Oct 282008

AWK is a general purpose programming language that is designed for processing text-based data, either in files or data streams, and was created at Bell Labs in the 1970s

I noticed that Erik Wendelin wrote an article “awk is a beautiful tool.” In this article he said that it was best to introduce Awk with practical examples. I totally agree with Erik.

Eric Pement’s Awk one-liner collection consists of five sections:

  • 1. File spacing,
  • 2. Numbering and calculations,
  • 3. Text conversion and substitution,
  • 4. Selective printing of certain lines,
  • 5. Selective deleting of certain lines.

The first part of the article will explain the first two sections: “File spacing” and “Numbering and calculations.” The second part will explain “Text conversion and substitution”, and the last part “Selective printing/deleting of certain lines.”

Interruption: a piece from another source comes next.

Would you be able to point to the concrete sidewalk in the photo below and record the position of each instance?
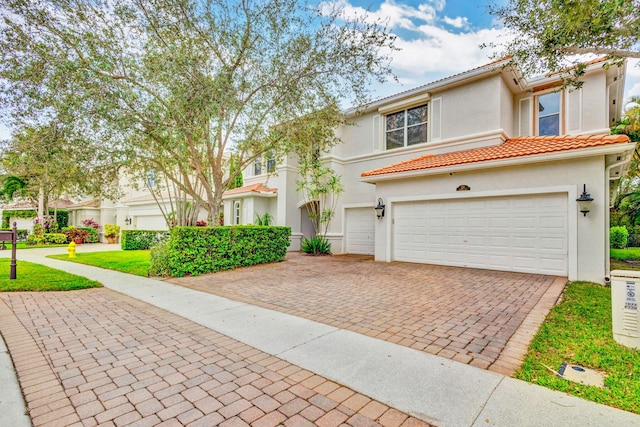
(431, 388)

These one-liners work with all versions of awk, such as nawk (AT&T’s new awk), gawk (GNU’s awk), mawk (Michael Brennan’s awk) and oawk (old awk).

Let’s start!

1. Line Spacing

1. Double-space a file.

awk '1; { print "" }'   filname.ext

So how does it work? A one-liner is an Awk program and every Awk program consists of a sequence of pattern-action statements “pattern { action statements }“. In this case there are two statements “1″ and “{ print “” }”. In a pattern-action statement either the pattern or the action may be missing. If the pattern is missing, the action is applied to every single line of input. A missing action is equivalent to ‘{ print }’. Thus, this one-liner translates to:

awk '1 { print } { print "" }'   filname.ext

An action is applied only if the pattern matches, i.e., pattern is true. Since ’1′ is always true, this one-liner translates further into two print statements:

awk '{ print } { print "" }'   filname.ext

Every print statement in Awk is silently followed by an ORS – Output Record Separator variable, which is a newline by default. The first print statement with no arguments is equivalent to “print $0″, where $0 is a variable holding the entire line. The second print statement prints nothing, but knowing that each print statement is followed by ORS, it actually prints a newline. So there we have it, each line gets double-spaced.

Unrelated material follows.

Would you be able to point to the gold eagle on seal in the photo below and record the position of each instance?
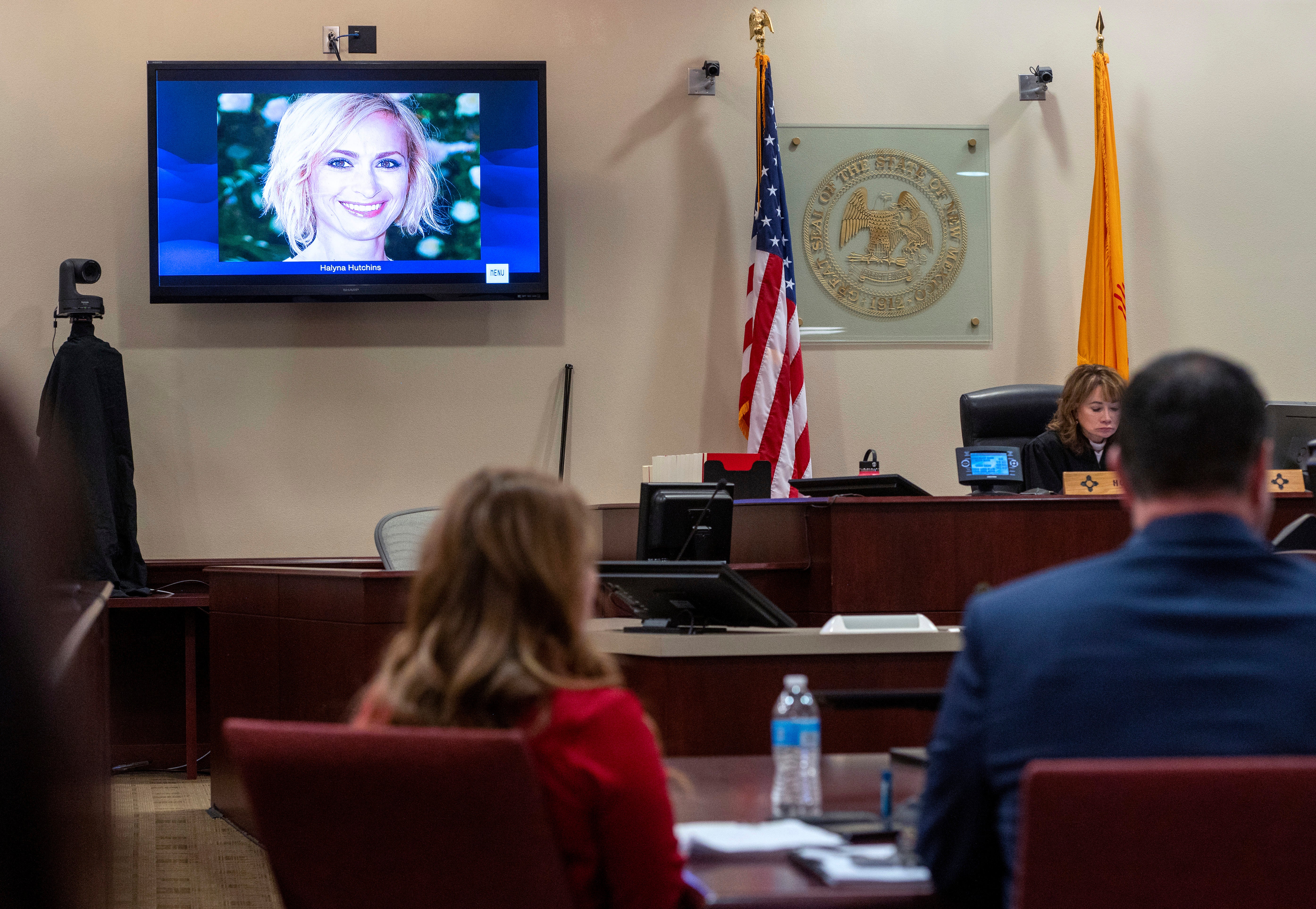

2. Another way to double-space a file.

awk 'BEGIN { ORS="\n\n" }; 1'   filname.ext

BEGIN is a special kind of pattern which is not tested against the input. It is executed before any input is read. This one-liner double-spaces the file by setting the ORS variable to two newlines. As I mentioned previously, statement “1″ gets translated to “{ print }”, and every print statement gets terminated with the value of ORS variable.

3. Double-space a file so that no more than one blank line appears between lines of text.

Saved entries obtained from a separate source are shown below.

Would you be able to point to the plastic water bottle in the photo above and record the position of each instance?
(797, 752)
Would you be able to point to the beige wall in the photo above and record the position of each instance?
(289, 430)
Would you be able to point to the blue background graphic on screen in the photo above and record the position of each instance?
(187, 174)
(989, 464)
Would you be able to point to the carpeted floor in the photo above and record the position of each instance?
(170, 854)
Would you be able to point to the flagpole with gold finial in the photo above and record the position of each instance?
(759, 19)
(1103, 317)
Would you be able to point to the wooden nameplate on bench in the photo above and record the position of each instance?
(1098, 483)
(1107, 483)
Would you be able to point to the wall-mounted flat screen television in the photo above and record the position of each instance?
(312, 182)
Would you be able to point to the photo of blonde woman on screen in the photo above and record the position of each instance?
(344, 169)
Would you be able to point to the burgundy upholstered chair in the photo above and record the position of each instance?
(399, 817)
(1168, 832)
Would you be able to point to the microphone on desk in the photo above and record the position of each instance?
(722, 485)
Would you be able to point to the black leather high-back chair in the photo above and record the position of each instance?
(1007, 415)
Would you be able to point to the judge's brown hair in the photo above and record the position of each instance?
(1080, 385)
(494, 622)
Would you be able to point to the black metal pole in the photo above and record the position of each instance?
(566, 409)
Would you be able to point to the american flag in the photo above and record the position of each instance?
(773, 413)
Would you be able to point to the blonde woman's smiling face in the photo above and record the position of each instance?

awk 'NF { print $0 "\n" }'   filname.ext

The one-liner uses another special variable called NF – Number of Fields. It contains the number of fields the current line was split into. For example, a line “this is a test” splits in four pieces and NF gets set to 4. The empty line “” does not split into any pieces and NF gets set to 0. Using NF as a pattern can effectively filter out empty lines. This one liner says: “If there are any number of fields, print the whole line followed by newline.”

4. Triple-space a file.

awk '1; { print "\n" }'   filname.ext

This one-liner is very similar to previous ones. ’1′ gets translated into ‘{ print }’ and the resulting Awk program is:

awk '{ print; print "\n" }'   filname.ext

It prints the line, then prints a newline followed by terminating ORS, which is newline by default.

2. Numbering and Calculations

5. Number lines in each file separately.

awk '{ print FNR "\t" $0 }'   filname.ext

This Awk program appends the FNR – File Line Number predefined variable and a tab (\t) before each line. FNR variable contains the current line for each file separately. For example, if this one-liner was called on two files, one containing 10 lines, and the other 12, it would number lines in the first file from 1 to 10, and then resume numbering from one for the second file and number lines in this file from 1 to 12. FNR gets reset from file to file.

6. Number lines for all files together.

awk '{ print NR "\t" $0 }'   filname.ext

This one works the same as #5 except that it uses NR – Line Number variable, which does not get reset from file to file. It counts the input lines seen so far. For example, if it was called on the same two files with 10 and 12 lines, it would number the lines from 1 to 22 (10 + 12).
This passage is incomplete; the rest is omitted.